Alzheimer s trial halts disease
All 11 patients given the drug for three years showed improvements in thinking abilities, memory and daily functioning.

A blood product that stopped Alzheimer's disease from worsening for three years in some patients is being hailed as an unexpected medical breakthrough.

Experts were surprised by the results because the drug, designed to boost the immune system rather than treat Alzheimer's, stabilised the incurable brain disease that typically worsens in a matter of months.

Although the strongest benefit was in just four patients, doctors hope a bigger trial that will include the US, Australia and England will confirm the drug's promising results.

The phase-two trial of the drug, made by pharmaceutical giant Baxter International, was presented by a team from New York's Weill Cornell Medical College at an Alzheimer's Association international conference in Vancouver this week.

Known generically as intravenous immunoglobulin, or IVIg, the therapy is made from natural antibodies taken from healthy blood donors and is usually used to fight infections in patients with weakened immune systems.

It is thought to work against Alzheimer's by clearing toxic proteins called beta amyloid from the brain.

All 11 patients given the drug for three years showed improvements in thinking abilities, memory and daily functioning.

The four patients given the most effective dose showed no decline.

Scientists say the study is too small to show whether the drug will prove effective against Alzheimer's on a wider scale but to have the disease stabilise in four patients treated for three years with the same dose was an unexpected but positive finding.

Neuroscientist Bryce Vissel, from Sydney's Garvan Institute of Medical Research, said the drug showed real promise.

"It's potentially very exciting as a treatment for this devastating disease where there is a progressive decline and the projected number of people to get it is outrageously high," he said.

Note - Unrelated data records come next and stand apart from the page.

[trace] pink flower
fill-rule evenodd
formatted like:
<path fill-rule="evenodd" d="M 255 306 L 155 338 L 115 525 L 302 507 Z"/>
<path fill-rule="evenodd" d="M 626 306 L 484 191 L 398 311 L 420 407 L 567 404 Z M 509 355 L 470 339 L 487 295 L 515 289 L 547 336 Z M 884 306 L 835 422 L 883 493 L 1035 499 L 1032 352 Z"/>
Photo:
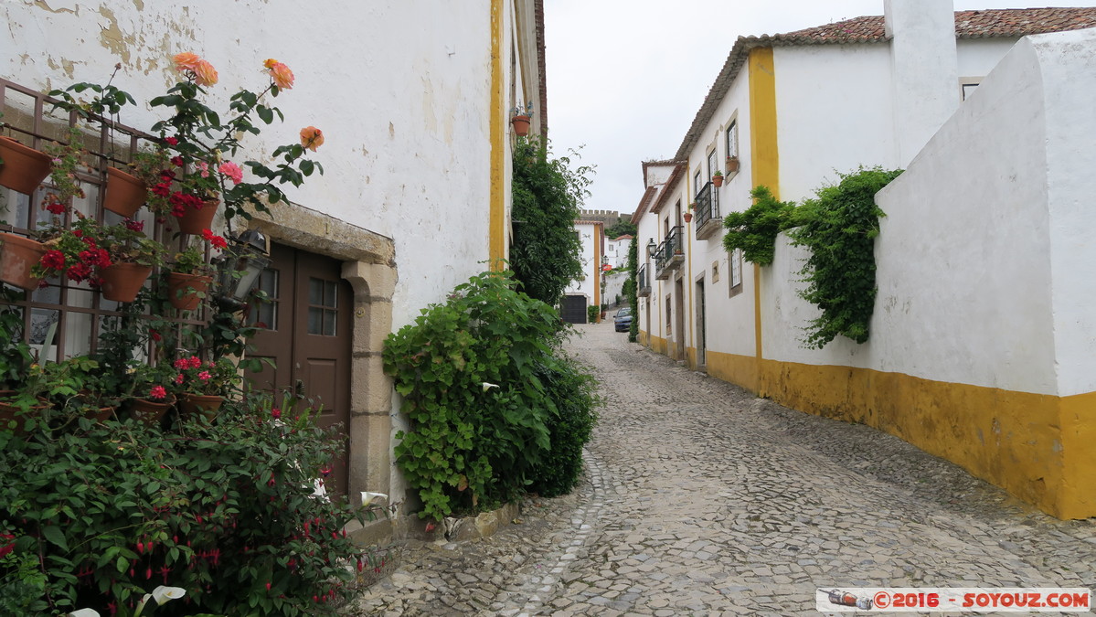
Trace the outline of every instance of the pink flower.
<path fill-rule="evenodd" d="M 217 167 L 217 171 L 231 179 L 232 184 L 243 182 L 243 170 L 241 170 L 240 165 L 233 163 L 232 161 L 225 161 L 220 163 L 220 165 Z"/>
<path fill-rule="evenodd" d="M 213 85 L 217 83 L 217 69 L 205 60 L 198 60 L 194 67 L 194 81 L 198 85 Z"/>
<path fill-rule="evenodd" d="M 274 80 L 274 85 L 277 85 L 282 90 L 293 88 L 293 71 L 289 70 L 289 67 L 283 62 L 274 62 L 274 66 L 267 67 L 267 72 L 271 73 L 271 78 Z"/>
<path fill-rule="evenodd" d="M 323 145 L 323 132 L 315 126 L 301 128 L 300 145 L 315 152 L 317 148 Z"/>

"Because it's an approved drug already, we know it's safe so it doesn't have to go through all the safety trials."

Dr Vissel said that in simple terms, Alzheimer's was almost like an autoimmune disease of the brain, which helped explain why the immune system drug appeared to be so effective.

Having a bigger trial in Australia was good news for local patients.

"To see four patients have three years without further progression is pretty exciting and offers real hope to people who are pretty scared about this disease," he said.